A simple village woman, in a simple, ridiculous clothes. On the left is the incomparable, mysterious, elegant Jacqueline Kennedy. Previously, when this photograph caught my eye, he was awkward for the "ours" - a Russian grandmother and a secular lady. The photo has always served as an illustration of some civilizational "their" to show more superiority over our kurguziness.
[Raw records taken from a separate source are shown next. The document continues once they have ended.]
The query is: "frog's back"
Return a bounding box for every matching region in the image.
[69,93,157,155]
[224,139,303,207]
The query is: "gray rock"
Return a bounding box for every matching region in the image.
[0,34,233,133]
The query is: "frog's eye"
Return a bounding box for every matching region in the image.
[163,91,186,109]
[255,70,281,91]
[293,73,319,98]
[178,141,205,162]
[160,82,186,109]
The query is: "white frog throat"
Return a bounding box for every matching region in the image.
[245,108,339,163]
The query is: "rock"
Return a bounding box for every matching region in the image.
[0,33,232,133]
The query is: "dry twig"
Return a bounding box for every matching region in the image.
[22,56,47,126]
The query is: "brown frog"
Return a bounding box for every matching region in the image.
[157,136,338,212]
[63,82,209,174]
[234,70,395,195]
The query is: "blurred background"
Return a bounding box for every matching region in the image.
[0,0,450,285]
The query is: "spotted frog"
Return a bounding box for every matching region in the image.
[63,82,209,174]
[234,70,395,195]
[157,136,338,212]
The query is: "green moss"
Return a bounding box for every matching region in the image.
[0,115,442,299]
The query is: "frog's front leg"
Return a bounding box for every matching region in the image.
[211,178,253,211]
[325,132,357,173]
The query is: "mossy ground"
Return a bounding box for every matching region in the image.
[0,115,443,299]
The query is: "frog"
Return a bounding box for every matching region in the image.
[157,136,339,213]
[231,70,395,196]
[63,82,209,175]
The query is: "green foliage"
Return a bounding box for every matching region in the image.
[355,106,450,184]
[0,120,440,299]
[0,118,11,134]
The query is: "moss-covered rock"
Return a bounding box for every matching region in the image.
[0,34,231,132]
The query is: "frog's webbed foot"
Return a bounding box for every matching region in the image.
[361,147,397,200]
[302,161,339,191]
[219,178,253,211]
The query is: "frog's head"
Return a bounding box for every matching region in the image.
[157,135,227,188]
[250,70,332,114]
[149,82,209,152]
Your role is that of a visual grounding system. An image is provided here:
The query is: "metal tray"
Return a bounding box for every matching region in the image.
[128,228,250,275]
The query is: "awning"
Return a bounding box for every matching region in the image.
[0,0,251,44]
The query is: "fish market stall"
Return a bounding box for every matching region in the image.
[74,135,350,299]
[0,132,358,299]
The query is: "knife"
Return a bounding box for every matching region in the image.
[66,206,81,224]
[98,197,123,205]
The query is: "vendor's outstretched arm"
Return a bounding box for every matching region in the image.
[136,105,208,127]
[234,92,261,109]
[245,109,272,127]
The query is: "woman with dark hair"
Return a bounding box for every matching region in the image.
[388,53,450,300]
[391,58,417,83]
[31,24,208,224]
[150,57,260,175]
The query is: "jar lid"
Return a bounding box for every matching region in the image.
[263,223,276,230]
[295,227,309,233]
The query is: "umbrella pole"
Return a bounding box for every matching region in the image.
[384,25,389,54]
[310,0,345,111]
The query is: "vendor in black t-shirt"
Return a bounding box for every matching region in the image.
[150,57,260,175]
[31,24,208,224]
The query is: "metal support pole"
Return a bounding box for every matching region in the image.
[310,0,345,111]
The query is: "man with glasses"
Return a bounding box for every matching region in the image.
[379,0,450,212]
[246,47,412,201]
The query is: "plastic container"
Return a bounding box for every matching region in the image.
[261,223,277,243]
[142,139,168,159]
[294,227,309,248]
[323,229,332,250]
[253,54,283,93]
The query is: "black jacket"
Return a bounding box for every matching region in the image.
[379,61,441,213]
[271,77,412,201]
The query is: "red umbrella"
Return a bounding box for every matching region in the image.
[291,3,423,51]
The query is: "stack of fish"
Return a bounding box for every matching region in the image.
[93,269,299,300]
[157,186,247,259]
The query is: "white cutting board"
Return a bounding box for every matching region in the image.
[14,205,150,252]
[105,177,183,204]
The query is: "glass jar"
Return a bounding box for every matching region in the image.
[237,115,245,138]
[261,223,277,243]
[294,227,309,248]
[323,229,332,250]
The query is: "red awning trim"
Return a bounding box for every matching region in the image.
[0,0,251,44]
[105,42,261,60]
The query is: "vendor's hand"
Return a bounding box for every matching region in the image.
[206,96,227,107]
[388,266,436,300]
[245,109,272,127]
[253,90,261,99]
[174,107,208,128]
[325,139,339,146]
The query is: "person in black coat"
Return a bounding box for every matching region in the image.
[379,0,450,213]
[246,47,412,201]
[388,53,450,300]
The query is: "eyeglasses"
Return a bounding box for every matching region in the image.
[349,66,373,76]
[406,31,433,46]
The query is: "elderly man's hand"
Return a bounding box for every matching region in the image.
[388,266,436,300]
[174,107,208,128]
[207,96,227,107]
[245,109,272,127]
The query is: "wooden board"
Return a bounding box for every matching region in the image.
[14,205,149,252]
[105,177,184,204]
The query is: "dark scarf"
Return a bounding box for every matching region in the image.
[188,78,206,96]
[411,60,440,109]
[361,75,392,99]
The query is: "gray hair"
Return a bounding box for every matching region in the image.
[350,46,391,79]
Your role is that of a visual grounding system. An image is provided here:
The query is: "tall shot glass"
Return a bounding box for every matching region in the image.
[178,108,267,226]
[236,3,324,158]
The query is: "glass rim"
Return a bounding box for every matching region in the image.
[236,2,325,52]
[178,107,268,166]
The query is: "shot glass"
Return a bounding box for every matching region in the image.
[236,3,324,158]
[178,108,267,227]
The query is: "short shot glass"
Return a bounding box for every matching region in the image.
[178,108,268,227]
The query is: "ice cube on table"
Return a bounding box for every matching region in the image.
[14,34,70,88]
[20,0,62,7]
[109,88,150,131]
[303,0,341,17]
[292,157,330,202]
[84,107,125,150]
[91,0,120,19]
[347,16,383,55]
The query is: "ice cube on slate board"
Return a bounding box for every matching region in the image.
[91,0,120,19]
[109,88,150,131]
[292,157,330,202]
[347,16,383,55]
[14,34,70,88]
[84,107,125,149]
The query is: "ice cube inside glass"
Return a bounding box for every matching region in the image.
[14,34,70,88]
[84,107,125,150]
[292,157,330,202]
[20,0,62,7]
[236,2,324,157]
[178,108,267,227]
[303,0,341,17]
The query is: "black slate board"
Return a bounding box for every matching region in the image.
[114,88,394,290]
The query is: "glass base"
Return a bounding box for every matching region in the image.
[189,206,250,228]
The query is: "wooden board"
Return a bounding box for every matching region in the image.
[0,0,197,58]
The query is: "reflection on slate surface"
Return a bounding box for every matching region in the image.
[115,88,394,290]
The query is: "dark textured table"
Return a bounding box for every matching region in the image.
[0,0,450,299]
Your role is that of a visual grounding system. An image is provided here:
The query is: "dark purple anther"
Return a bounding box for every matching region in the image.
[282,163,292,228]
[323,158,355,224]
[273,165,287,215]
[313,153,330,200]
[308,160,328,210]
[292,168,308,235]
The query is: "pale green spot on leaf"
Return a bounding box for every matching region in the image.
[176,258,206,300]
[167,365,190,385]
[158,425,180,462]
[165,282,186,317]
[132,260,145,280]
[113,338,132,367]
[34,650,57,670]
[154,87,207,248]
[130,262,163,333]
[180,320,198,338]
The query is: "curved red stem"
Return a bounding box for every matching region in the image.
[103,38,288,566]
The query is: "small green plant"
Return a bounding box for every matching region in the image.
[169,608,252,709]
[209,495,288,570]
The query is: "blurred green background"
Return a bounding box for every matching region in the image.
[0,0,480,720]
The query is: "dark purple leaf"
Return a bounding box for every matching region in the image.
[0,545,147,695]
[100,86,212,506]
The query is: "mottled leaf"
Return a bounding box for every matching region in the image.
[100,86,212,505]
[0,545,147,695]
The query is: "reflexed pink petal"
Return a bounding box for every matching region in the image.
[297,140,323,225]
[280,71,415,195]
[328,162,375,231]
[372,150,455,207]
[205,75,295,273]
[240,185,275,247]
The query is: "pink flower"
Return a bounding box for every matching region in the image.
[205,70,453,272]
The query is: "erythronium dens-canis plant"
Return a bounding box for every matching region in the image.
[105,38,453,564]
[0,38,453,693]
And yesterday I read an article from the imperialist scientific journal about political communications before midnight. He stumbled there on one paragraph, which described how, during the visit of Khrushchev to the USA, Nina Petrovna, "stood aside together with Rockefeller, and they argued warmly about something." Then Rockefeller recalled that the wife of the Soviet Secretary General tried to convince him of the superiority of the socialist model of the economy over the capitalist.

Two things strained me: stood together. Then, how did she "convinced him" without a translator? And the second: what could this grandmother know about economic models? He climbed to look. I discovered my own knowledge gap. No, of course, I read the memories of Khrushchev himself and a lot of things written by his son. But the image of Nina Petrovna for me remained somewhere on the periphery.

Olga Zolotukhina Biography

In another imperialist publication, and then in domestic sources he learned that Khrushchev and Rockefeller spoke in pure English, which she knew perfectly - began to teach him in the year. And before that she learned and freely owned Polish, Ukrainian, French. And in general, Nina Petrovna, unlike her husband, was perfectly educated: until 12 years old she studied at her native Kholm school, then left for Lublin, where she continued her education.

After that there was a Mariinsky women's school. In X received an education at the Communist University. Her labor career is a teacher of political economy in various party educational institutions. After that, I had no doubt that the image of a village simpleton for this highly educated woman was a presentation of something else now, if you look at this well-known photo, then you read in the gaze of this "cold" a sense of confidence of a woman who knows the price.

She knows very well who Jacqueline is - elegant, sophisticated, but what did she see in life, what and with whose help she achieved? Nina could tell her how she served as a revolutionary affair by an agitator on the Polish front, as well as Jacqueline would hardly have understood this and then everything already seems different: it turned out that the Soviet first ladies, the wives of other higher party leaders often exceeded their husbands with education and horizons.